Research has shown an association between gay men who highly value strict gender roles and internalized homophobia. As LGBTQ kids, we were told that the things we like or want to do are “wrong.” We’re praised for acting in ways that meet gender norms and degraded for things that don’t. When we’re told to hate parts of ourselves as children, we grow up to hate them in ourselves and others.
On the spectrum, I think I’m closer to the masculine side. Writing this, though, I wonder if it’s because that’s who I really am, or if the parts of me that aren’t have just been shunned away?

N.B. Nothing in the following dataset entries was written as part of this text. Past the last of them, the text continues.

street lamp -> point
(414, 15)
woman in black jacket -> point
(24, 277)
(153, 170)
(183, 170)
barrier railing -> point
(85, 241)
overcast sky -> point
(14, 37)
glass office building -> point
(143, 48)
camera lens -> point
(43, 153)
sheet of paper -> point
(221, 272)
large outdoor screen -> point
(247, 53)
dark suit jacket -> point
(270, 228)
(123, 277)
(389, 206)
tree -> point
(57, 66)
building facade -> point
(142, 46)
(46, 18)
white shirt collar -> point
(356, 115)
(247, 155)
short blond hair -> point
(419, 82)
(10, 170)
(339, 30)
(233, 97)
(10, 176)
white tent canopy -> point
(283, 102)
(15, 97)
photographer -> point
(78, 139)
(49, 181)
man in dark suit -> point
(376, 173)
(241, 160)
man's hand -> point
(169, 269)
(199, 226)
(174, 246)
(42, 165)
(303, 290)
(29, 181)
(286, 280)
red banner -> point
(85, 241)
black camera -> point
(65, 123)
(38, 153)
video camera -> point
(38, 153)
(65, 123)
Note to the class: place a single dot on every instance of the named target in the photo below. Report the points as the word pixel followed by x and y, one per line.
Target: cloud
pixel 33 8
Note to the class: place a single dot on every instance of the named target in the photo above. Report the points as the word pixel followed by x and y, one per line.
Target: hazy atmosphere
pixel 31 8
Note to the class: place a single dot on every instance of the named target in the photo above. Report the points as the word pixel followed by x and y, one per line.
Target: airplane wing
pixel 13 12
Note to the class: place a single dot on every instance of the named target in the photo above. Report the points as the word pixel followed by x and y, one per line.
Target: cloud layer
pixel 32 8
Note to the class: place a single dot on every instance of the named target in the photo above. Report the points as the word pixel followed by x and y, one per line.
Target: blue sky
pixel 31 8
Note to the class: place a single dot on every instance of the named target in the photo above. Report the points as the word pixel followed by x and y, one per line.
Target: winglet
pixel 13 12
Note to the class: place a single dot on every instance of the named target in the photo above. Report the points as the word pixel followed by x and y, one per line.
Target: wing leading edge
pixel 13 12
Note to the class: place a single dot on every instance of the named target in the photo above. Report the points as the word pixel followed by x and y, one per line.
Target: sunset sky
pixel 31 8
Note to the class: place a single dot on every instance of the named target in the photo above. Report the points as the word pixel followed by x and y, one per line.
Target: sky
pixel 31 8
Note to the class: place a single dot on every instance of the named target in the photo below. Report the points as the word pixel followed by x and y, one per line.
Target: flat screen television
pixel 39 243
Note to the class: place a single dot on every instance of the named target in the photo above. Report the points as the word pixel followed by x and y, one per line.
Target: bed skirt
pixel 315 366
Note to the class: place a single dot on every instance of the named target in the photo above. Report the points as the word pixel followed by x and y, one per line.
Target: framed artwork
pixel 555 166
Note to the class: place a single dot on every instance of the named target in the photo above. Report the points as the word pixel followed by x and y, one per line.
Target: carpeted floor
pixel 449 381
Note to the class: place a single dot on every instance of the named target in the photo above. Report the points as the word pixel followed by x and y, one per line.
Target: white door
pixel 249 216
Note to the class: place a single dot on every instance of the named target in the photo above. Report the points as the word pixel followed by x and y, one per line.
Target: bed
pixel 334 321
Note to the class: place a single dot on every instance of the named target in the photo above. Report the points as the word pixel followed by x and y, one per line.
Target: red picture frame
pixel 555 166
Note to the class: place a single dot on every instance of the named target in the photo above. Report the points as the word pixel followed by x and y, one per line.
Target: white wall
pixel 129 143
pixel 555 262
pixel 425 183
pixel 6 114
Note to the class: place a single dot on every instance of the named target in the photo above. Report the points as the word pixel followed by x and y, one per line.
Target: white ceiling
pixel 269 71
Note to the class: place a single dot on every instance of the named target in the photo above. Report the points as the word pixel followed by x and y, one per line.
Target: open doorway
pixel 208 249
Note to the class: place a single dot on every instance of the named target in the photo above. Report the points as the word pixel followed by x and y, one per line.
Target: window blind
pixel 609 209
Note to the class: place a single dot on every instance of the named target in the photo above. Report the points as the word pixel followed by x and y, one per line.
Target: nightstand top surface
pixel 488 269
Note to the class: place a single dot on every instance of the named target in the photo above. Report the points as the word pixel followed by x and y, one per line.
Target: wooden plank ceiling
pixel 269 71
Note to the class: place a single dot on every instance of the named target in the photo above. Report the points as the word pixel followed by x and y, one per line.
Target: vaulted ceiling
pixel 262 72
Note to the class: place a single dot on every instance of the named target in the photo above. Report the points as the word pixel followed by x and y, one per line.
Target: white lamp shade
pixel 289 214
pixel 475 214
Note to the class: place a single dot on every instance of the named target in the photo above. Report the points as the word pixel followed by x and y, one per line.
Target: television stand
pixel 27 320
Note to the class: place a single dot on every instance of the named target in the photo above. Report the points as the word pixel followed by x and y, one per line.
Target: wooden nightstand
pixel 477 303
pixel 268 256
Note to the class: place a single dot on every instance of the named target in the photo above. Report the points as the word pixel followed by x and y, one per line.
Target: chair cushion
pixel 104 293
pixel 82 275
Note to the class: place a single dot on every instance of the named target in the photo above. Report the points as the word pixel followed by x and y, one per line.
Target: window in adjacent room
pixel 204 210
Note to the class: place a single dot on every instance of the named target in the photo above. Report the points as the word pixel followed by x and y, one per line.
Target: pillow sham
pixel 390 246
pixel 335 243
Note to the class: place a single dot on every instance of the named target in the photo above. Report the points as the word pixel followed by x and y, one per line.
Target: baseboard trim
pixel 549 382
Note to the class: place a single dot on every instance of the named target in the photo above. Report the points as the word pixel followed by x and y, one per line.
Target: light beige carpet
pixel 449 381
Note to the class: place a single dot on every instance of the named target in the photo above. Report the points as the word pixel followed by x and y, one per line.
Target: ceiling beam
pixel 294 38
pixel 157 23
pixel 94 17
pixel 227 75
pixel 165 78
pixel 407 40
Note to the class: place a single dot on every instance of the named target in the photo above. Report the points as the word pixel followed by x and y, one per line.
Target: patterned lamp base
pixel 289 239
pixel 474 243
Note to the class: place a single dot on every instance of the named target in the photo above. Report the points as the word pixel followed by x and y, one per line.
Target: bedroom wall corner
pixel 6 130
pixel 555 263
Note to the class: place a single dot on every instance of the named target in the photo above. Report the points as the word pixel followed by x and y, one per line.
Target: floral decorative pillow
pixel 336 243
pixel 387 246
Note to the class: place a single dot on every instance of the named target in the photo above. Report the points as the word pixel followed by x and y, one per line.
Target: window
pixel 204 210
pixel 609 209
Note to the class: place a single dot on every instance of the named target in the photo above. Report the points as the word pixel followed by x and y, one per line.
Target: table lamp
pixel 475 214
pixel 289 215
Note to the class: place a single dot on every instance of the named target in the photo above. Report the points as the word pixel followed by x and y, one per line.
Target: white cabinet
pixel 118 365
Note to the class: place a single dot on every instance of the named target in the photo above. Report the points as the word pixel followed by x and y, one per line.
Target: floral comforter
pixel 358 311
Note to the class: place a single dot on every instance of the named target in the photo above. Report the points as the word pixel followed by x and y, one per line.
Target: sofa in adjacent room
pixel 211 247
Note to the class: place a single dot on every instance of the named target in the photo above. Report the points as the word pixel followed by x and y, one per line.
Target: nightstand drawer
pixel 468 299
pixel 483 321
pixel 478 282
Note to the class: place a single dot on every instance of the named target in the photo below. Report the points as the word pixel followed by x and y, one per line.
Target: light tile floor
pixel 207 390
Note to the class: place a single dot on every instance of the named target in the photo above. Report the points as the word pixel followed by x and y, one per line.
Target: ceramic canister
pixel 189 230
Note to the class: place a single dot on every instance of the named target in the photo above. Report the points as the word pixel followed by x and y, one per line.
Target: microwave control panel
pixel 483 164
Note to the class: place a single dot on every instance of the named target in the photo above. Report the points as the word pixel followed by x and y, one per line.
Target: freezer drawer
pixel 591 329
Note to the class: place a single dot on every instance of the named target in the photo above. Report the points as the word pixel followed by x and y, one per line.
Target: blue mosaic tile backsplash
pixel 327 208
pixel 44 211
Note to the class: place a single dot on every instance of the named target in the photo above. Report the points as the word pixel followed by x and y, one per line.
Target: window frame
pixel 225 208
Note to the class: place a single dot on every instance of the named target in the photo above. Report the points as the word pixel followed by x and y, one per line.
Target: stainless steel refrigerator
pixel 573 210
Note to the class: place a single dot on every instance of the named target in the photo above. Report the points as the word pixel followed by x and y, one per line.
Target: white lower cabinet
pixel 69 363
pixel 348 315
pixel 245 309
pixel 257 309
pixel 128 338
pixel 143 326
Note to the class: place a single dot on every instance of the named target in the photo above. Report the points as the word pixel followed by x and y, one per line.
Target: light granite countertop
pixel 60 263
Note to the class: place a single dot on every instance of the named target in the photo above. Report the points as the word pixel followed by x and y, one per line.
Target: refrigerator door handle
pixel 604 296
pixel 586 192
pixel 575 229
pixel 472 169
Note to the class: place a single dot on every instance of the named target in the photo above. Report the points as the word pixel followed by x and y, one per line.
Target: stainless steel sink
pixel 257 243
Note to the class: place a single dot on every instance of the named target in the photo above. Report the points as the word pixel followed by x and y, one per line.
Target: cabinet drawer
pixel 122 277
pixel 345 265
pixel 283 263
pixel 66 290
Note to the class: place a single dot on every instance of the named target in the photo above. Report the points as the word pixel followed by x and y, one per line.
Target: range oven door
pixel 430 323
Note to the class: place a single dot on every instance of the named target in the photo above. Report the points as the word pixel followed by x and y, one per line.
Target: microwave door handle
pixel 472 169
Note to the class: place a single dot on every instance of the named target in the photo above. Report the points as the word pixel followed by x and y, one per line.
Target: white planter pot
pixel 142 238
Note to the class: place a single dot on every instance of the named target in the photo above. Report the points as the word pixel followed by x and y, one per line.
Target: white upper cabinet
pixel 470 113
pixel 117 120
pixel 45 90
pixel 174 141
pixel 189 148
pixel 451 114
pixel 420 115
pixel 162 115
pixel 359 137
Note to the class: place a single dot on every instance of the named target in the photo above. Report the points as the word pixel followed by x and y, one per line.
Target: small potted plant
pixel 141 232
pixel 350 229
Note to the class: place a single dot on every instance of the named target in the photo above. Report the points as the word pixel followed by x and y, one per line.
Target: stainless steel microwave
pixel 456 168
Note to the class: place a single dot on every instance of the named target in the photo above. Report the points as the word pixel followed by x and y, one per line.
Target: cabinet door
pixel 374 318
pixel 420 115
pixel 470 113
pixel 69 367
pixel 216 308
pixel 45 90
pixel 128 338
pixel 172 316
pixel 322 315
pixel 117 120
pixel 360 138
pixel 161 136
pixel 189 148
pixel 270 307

First by society, then by myself.
I identify as nonbinary, but to the world I look like a feminine gay guy. Men only want to fuck or fetishize me and won’t be in a relationship with me. The gay male world has an obsession with masculinity and muscles while it shames femininity and slenderness. I feel stigmatized, and the odds are against me for me to truly be loved as myself. I fear I may have to change who I am in order for me to be wanted. I have to butch up. – Gay, nonbinary, 25
I could go on for hours discussing this with you, but I’m going to bottom line it. 1. Change who you are and cross your fingers. But I can’t imagine pretending to be someone you’re not is ever going to lead to a satisfying relationship, and it may only make you hate yourself. 2. Love yourself more; treat yourself like a precious object, because you are one. How we treat ourselves tells the world how to treat us. There is no guarantee I can give you that you (or anyone else) will ever be in a “successful” relationship, but I can guarantee that loving yourself more will only lead to more happiness. 3. If someone is fetishizing you and you don’t like it, stop fucking them.
Every time I see a guy walking around in heels, I get sick to my stomach. I feel like an asshole even writing it, but IDK. Some of my friends agree with me, so maybe it’s not terrible for thinking. It’s like, man up—it gives gays a bad name. – Gay, Male, 32
Some people reading this agree with you, and others want me to tear you apart. I often notice when male-presenting people are wearing heels, and if I’m being honest, in the past it has bugged me a bit. Then one day I realized that it was upsetting to me because I didn’t feel free enough to be whoever I wanted. This didn’t mean I wanted to wear heels; it meant I was jealous of their fearlessness, something I didn’t have. Take a moment and reflect on why it’s so upsetting to you. What do you think it would say about you if you were to wear heels? Maybe you’re just mad because you know you don’t have the guts to wear them even if you wanted to.